Esas cosas pequeñas que nos ofrecen una sensación de protección, de acción, de tomar las riendas de nuestra vida ante el desafío, siempre el desafío, de lo nuevo, de lo que está por llegar, por estrenar.

Y el temor del desafío se medica con brutales rutinas, que nos hacen regresar al engranaje de lo conocido, que nos permite acomodar y conciliar la vida familiar, vital, laboral, en un cuadrante de horarios entendible, pactado, comprensible. Para situar en ese puzzle los momentos de amor, las tareas domésticas, el primer beso, un concierto, quizá una fiesta de pijamas, un viaje corto, las clases de natación, un paseo por la playa desierta, el artículo para la SER, la reunión de vecinos, esa comida familiar, la reunión de trabajo. Y es así como vamos colocando nuestras obligaciones, anhelos, deseos, querencias en una combinación racional de espacio tiempo.

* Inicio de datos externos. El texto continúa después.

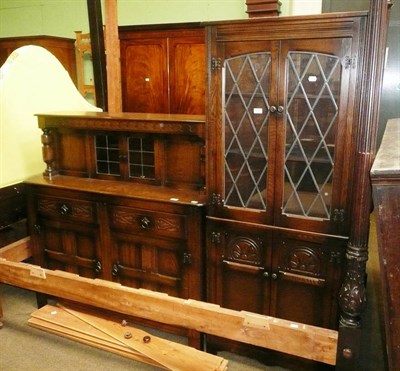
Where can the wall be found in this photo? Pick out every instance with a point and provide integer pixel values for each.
(63, 17)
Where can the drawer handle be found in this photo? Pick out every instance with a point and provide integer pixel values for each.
(64, 209)
(145, 222)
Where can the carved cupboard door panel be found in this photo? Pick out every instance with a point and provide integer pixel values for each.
(163, 70)
(156, 250)
(238, 276)
(306, 276)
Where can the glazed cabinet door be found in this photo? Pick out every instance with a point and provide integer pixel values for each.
(163, 71)
(238, 267)
(314, 136)
(144, 68)
(244, 86)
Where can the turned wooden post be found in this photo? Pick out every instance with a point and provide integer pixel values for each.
(113, 58)
(352, 296)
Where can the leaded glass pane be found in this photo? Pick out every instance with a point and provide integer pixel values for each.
(246, 112)
(313, 82)
(107, 154)
(141, 158)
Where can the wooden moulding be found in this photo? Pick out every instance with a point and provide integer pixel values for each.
(297, 339)
(263, 8)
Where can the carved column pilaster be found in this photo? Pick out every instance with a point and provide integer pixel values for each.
(48, 153)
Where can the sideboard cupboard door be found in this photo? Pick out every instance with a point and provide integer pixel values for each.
(144, 75)
(66, 233)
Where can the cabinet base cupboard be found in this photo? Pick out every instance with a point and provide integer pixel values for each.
(116, 203)
(261, 205)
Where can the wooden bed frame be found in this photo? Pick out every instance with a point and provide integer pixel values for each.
(310, 342)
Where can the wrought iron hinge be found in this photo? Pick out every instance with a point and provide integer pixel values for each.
(349, 62)
(37, 229)
(338, 215)
(215, 199)
(335, 257)
(215, 64)
(216, 237)
(187, 258)
(115, 269)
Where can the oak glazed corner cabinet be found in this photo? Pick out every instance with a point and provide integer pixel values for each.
(282, 94)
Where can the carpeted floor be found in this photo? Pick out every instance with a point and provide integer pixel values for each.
(25, 348)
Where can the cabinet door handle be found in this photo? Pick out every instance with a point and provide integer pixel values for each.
(98, 267)
(145, 222)
(115, 270)
(65, 209)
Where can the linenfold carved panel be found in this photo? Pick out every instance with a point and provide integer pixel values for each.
(244, 249)
(302, 260)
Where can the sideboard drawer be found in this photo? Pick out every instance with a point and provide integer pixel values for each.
(146, 221)
(67, 209)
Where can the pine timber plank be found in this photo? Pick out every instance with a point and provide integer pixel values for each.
(173, 356)
(17, 251)
(297, 339)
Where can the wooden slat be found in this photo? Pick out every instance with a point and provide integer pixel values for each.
(298, 339)
(17, 251)
(171, 355)
(58, 321)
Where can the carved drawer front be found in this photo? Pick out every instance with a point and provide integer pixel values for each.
(145, 221)
(67, 209)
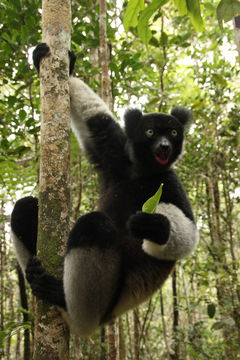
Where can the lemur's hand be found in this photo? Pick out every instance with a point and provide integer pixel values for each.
(43, 49)
(154, 227)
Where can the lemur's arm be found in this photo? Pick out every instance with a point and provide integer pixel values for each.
(92, 122)
(96, 130)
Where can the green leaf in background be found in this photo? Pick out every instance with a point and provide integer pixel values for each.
(131, 14)
(211, 309)
(151, 204)
(181, 5)
(143, 24)
(194, 12)
(227, 9)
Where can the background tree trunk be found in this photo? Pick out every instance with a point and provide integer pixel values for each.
(54, 191)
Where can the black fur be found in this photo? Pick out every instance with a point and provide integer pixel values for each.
(24, 222)
(43, 285)
(131, 164)
(146, 226)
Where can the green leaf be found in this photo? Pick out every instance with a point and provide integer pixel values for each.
(211, 309)
(143, 24)
(194, 12)
(131, 14)
(227, 9)
(181, 6)
(219, 79)
(151, 204)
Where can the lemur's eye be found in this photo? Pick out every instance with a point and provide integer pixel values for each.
(149, 132)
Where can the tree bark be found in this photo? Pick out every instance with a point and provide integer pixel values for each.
(104, 55)
(236, 26)
(51, 334)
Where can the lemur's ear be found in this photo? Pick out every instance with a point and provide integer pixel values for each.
(132, 119)
(182, 114)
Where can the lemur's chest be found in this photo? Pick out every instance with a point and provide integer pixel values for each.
(121, 199)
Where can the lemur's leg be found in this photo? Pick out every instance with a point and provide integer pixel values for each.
(92, 272)
(24, 223)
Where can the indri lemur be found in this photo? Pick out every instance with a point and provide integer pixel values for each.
(116, 256)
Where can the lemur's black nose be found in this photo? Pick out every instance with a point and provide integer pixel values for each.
(163, 146)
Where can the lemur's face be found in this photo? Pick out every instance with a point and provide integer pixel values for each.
(163, 137)
(156, 140)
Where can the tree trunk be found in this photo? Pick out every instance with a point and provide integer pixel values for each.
(112, 350)
(51, 334)
(104, 55)
(24, 304)
(236, 25)
(175, 356)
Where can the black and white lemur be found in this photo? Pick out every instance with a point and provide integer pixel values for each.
(118, 255)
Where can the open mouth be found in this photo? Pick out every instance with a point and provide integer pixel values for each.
(162, 158)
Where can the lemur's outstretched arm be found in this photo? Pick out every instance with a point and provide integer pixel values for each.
(92, 122)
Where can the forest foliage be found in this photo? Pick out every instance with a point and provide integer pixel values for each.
(162, 54)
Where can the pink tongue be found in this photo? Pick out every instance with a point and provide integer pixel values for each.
(163, 160)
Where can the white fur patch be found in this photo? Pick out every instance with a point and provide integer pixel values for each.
(89, 281)
(183, 235)
(84, 104)
(21, 252)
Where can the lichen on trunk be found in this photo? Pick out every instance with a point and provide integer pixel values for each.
(51, 333)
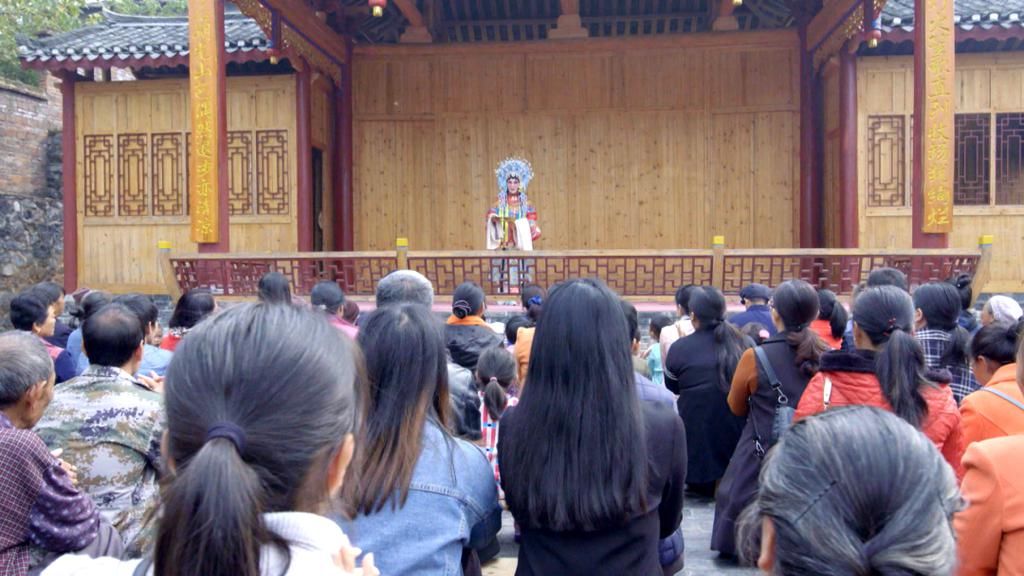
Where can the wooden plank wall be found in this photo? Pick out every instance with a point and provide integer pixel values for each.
(635, 145)
(985, 83)
(119, 252)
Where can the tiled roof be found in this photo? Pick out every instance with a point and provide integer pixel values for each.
(969, 14)
(126, 38)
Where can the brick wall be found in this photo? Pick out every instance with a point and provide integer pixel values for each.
(31, 207)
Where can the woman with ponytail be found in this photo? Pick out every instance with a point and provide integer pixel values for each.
(261, 412)
(943, 340)
(793, 355)
(496, 378)
(467, 334)
(699, 369)
(830, 324)
(990, 412)
(887, 370)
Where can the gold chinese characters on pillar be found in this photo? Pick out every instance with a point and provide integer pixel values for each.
(937, 124)
(204, 75)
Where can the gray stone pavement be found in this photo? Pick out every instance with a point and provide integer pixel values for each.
(697, 517)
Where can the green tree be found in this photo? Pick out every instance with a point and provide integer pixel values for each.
(20, 18)
(28, 18)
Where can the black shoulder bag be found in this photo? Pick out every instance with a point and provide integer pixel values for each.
(783, 412)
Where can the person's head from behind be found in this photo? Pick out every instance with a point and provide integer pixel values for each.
(1000, 310)
(658, 323)
(830, 310)
(29, 314)
(887, 277)
(683, 299)
(468, 300)
(328, 296)
(144, 310)
(406, 387)
(532, 300)
(496, 373)
(853, 491)
(580, 364)
(274, 289)
(708, 314)
(114, 337)
(883, 322)
(50, 293)
(992, 347)
(26, 378)
(404, 286)
(755, 295)
(964, 282)
(350, 313)
(513, 325)
(261, 414)
(795, 306)
(192, 307)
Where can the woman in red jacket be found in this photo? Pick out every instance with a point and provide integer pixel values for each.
(887, 370)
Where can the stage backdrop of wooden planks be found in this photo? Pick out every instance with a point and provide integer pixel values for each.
(635, 144)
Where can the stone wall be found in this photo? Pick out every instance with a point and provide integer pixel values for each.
(31, 206)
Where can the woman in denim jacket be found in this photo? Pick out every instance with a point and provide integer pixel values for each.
(417, 492)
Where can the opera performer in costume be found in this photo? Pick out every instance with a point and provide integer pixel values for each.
(512, 221)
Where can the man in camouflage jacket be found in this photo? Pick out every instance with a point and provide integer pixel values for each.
(110, 425)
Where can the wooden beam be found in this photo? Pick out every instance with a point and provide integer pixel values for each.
(69, 142)
(723, 19)
(208, 174)
(934, 103)
(569, 26)
(298, 15)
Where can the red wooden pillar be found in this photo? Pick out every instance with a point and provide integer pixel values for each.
(304, 197)
(849, 202)
(70, 183)
(344, 237)
(810, 201)
(934, 86)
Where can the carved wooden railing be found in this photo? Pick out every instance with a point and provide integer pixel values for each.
(631, 273)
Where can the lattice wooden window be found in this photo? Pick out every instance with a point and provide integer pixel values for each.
(887, 161)
(240, 174)
(97, 156)
(271, 172)
(1010, 158)
(132, 173)
(168, 188)
(973, 149)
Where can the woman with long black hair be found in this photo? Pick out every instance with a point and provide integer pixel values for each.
(416, 490)
(887, 370)
(699, 369)
(593, 477)
(790, 358)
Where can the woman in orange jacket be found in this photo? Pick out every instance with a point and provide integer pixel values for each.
(887, 370)
(991, 412)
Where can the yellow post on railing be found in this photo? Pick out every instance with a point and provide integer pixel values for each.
(401, 252)
(984, 270)
(718, 262)
(167, 271)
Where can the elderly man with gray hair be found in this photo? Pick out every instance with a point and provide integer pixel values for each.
(41, 512)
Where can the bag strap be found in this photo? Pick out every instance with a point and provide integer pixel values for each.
(773, 380)
(1008, 398)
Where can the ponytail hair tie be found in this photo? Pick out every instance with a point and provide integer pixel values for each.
(231, 432)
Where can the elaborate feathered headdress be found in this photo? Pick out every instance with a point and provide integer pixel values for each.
(513, 167)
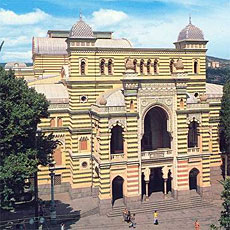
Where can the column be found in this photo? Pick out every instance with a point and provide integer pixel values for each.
(165, 185)
(147, 188)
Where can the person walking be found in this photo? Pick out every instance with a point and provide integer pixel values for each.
(155, 217)
(132, 221)
(125, 215)
(62, 226)
(197, 225)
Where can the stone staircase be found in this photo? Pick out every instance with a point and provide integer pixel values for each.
(169, 204)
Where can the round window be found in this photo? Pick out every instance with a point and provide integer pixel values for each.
(83, 99)
(84, 164)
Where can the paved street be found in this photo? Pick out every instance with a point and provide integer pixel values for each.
(183, 219)
(84, 215)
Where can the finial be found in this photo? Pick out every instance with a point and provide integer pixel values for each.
(80, 15)
(190, 19)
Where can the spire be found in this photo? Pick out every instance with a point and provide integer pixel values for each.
(80, 15)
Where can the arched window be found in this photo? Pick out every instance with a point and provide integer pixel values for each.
(142, 66)
(171, 66)
(149, 66)
(52, 122)
(155, 67)
(193, 135)
(131, 106)
(110, 66)
(135, 65)
(59, 122)
(116, 143)
(195, 67)
(82, 67)
(83, 143)
(181, 103)
(102, 66)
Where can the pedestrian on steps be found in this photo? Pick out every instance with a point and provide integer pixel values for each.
(62, 226)
(197, 225)
(155, 217)
(132, 221)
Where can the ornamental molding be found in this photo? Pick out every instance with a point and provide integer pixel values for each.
(194, 117)
(165, 103)
(151, 89)
(117, 121)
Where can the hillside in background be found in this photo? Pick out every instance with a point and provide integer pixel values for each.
(218, 70)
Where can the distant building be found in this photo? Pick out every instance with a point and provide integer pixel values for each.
(132, 122)
(21, 70)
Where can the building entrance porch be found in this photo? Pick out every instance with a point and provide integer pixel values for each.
(155, 182)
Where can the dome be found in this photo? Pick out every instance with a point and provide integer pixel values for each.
(103, 101)
(190, 32)
(179, 64)
(81, 30)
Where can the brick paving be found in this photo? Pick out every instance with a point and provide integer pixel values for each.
(90, 219)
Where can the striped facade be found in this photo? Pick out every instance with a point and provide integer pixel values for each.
(122, 98)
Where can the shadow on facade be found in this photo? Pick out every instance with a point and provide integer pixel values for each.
(24, 212)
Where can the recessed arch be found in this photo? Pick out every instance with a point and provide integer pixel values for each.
(117, 188)
(155, 129)
(117, 140)
(193, 178)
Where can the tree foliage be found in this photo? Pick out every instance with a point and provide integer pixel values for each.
(218, 75)
(21, 110)
(225, 118)
(225, 214)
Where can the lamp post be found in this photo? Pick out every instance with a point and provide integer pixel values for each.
(52, 170)
(52, 203)
(38, 131)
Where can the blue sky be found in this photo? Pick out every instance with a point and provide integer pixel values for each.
(146, 23)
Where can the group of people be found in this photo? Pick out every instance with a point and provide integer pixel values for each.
(129, 218)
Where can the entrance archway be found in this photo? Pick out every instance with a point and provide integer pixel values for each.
(193, 179)
(156, 181)
(155, 130)
(116, 143)
(117, 188)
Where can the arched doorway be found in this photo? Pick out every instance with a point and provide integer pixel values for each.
(155, 130)
(116, 143)
(193, 134)
(193, 179)
(156, 181)
(117, 188)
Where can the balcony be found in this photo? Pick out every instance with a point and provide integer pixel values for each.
(155, 154)
(117, 156)
(193, 150)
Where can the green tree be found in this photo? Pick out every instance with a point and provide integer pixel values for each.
(21, 110)
(225, 214)
(225, 123)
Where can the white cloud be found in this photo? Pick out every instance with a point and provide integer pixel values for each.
(8, 17)
(17, 56)
(107, 17)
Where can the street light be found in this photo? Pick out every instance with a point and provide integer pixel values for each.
(52, 203)
(38, 131)
(52, 170)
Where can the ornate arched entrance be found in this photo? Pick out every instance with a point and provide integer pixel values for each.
(193, 179)
(117, 188)
(116, 143)
(155, 130)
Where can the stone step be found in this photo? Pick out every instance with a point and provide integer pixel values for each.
(163, 206)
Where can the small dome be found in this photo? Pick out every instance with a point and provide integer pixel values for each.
(179, 64)
(103, 101)
(129, 64)
(81, 30)
(190, 32)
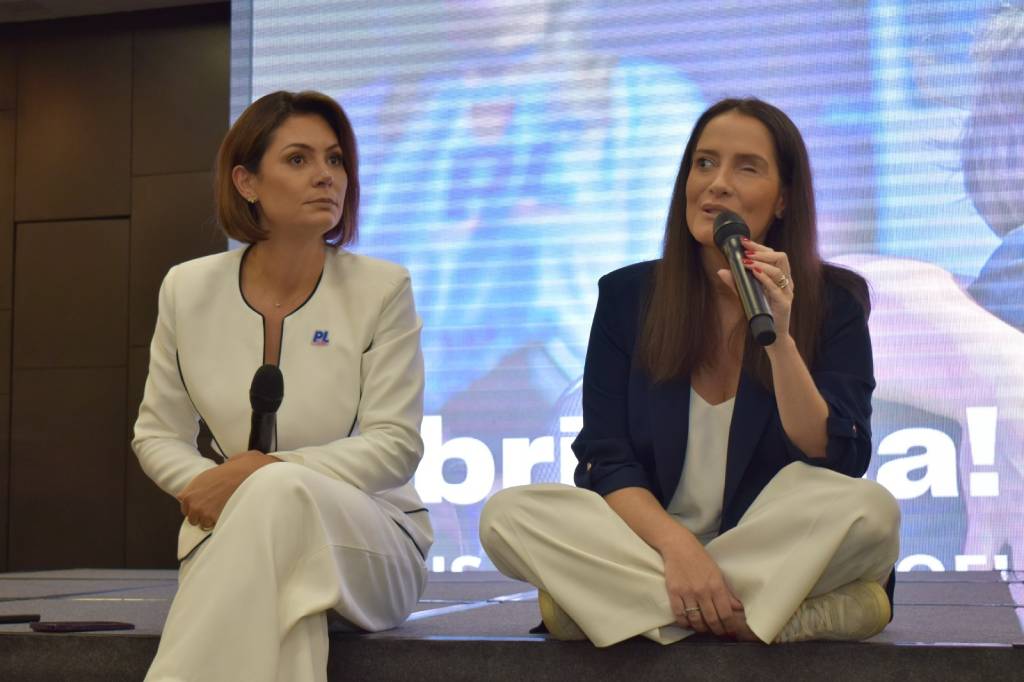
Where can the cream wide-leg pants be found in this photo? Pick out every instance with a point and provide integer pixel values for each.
(290, 544)
(809, 531)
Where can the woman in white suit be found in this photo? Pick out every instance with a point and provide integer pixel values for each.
(328, 520)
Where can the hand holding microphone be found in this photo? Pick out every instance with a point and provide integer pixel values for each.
(204, 498)
(729, 232)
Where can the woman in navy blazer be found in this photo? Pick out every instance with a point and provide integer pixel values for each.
(719, 483)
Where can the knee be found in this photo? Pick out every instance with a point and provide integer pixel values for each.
(272, 488)
(879, 514)
(273, 479)
(501, 510)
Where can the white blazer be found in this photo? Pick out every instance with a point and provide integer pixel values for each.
(353, 380)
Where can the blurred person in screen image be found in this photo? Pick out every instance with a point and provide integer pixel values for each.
(326, 521)
(719, 482)
(947, 346)
(513, 183)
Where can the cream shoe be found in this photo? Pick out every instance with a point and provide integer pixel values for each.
(854, 611)
(558, 623)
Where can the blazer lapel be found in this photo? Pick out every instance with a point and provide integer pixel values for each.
(670, 412)
(750, 416)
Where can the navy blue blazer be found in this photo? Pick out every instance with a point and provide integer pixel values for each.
(634, 432)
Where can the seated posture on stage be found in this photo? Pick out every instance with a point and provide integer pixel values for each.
(324, 517)
(719, 485)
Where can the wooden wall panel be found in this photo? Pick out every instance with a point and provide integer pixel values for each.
(71, 300)
(179, 101)
(172, 221)
(152, 516)
(8, 72)
(4, 470)
(6, 206)
(74, 126)
(5, 351)
(68, 463)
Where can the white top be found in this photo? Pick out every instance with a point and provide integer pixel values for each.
(697, 502)
(352, 368)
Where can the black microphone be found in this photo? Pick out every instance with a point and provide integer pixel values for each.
(729, 227)
(265, 395)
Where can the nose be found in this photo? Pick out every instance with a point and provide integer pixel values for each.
(324, 177)
(720, 185)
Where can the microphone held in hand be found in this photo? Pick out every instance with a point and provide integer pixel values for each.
(265, 395)
(729, 228)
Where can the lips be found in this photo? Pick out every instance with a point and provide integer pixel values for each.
(714, 209)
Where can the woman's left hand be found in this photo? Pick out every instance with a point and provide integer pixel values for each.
(771, 268)
(205, 496)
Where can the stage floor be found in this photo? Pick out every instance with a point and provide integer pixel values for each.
(474, 626)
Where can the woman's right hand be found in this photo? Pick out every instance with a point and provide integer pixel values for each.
(700, 599)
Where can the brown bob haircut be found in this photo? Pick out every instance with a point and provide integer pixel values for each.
(680, 329)
(248, 140)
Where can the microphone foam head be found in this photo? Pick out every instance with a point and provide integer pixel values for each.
(729, 224)
(267, 389)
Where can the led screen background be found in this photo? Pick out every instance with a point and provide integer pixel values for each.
(511, 153)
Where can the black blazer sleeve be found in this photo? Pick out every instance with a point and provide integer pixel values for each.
(607, 460)
(844, 374)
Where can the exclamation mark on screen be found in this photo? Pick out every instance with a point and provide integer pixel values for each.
(981, 431)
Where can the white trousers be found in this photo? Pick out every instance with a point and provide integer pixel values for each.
(809, 531)
(290, 544)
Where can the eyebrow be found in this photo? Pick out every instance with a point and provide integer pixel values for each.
(303, 145)
(741, 157)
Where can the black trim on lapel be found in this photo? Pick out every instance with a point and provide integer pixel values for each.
(670, 420)
(750, 416)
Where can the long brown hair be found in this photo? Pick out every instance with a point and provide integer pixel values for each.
(680, 329)
(246, 143)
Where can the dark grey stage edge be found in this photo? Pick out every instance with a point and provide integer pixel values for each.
(475, 627)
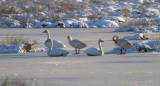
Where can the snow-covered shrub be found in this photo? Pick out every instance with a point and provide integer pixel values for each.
(15, 44)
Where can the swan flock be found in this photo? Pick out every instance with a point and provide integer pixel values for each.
(55, 46)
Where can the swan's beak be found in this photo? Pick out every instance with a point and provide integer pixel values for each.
(44, 31)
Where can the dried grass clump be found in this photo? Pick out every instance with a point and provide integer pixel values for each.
(156, 41)
(8, 82)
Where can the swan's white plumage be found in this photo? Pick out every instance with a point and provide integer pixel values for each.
(52, 52)
(56, 43)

Releo este texto con detalle. Parece una sinfonía a la frustración, una melodía átona escrita en grises, apegada al costumbrismo y a la necesidad de permanecer en terreno conocido. Terrible. Vamos a corregir.

Septiembre es también el mes de la novedad, de los nuevos comienzos y oportunidades, de las buenas intenciones, de los proyectos por empezar a escribir, de los propósitos, un mes trufado de deseos, de anhelos, de cierto nervio pujante, una meta de salida y no una de regreso. Y si acaso repetimos debe ser con el afán de renovar, de innovar, de hacer las mismas cosas de manera diferente, de experimentar por primera vez lo que ya conocemos, de tener la sensación de que todo está por estrenar.

Ahora mejor. Esa combinación entre la necesidad de regreso a la normalidad y las rutinas y el impulso por comenzar algo inédito, diferente, nuevo y único. Eso es septiembre, siempre septiembre para mí. El primer paso.

1 comentario

  • Pues sí, Israel.Recuerdo mis septiembre inquietos,un poco traumáticos por las expectativas de nuevo curso,nuevo año para mi vida laboral.Cuando los horarios estaban bien ajustados….relax?Los he disfrutado.Ahora los vivo de otra manera,claro.También tengo objetivos ilusionantes. Te deseo un gran septiembre.La luz es maravillosa,inigualable.